Viewing 15 replies - 1 through 15 (of 18 total)
  • @internationils

    Can you present any evidence to backup your observation ?

    While not being able to access the robots.txt file Googlebot etc will still be able to crawl and index your website…

    dwinden

    Thread Starter internationils

    (@internationils)

    Sure…
    – both were in accessible.
    – disabled ithemes, still inaccessible
    – went back to the WP minimal .htaccess file: works
    – enabled ithemes: still works
    – after securing site, both are blocked. I did have the blocklists enabled.

    Do you want the htaccess file?

    @internationils

    both were in accessible.

    So the URL http://www.yourdomain.com/robots.txt returns a 403 (forbidden) ?

    Are you using an actual robots.txt file which exists in the root of your WordPress install ?
    (The reason why I ask is because WordPress by default uses a virtual robots.txt).

    dwinden

    Thread Starter internationils

    (@internationils)

    Sorry, the first line should say “both were inaccessible”. Both files returned a 403. I’m using the virtual WP robots.txt file, and Yoast SEO is generating the sitemap.xml.

    If there is anything I can do to help debug, please let me know.

    @internationils

    Thank you for your feedback.

    Did you actually try to manually access the URL:

    http://www.yourdomain.com/robots.txt

    from a browser (Google Chrome or Mozilla FireFox) ?
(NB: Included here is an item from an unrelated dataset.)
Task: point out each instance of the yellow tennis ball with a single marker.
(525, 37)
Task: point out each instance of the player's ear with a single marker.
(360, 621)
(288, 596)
    Or are those 403s reported in Google Search Console ?

    Please upload your .htaccess file after obscuring any sensitive info.

    dwinden

    Thread Starter internationils

    (@internationils)

    Yes, I manually tried them both from firefox. Google search console also showed they were inaccessible. Didn’t try curl or wget, but would have expected the same result. I’ll post the htaccess.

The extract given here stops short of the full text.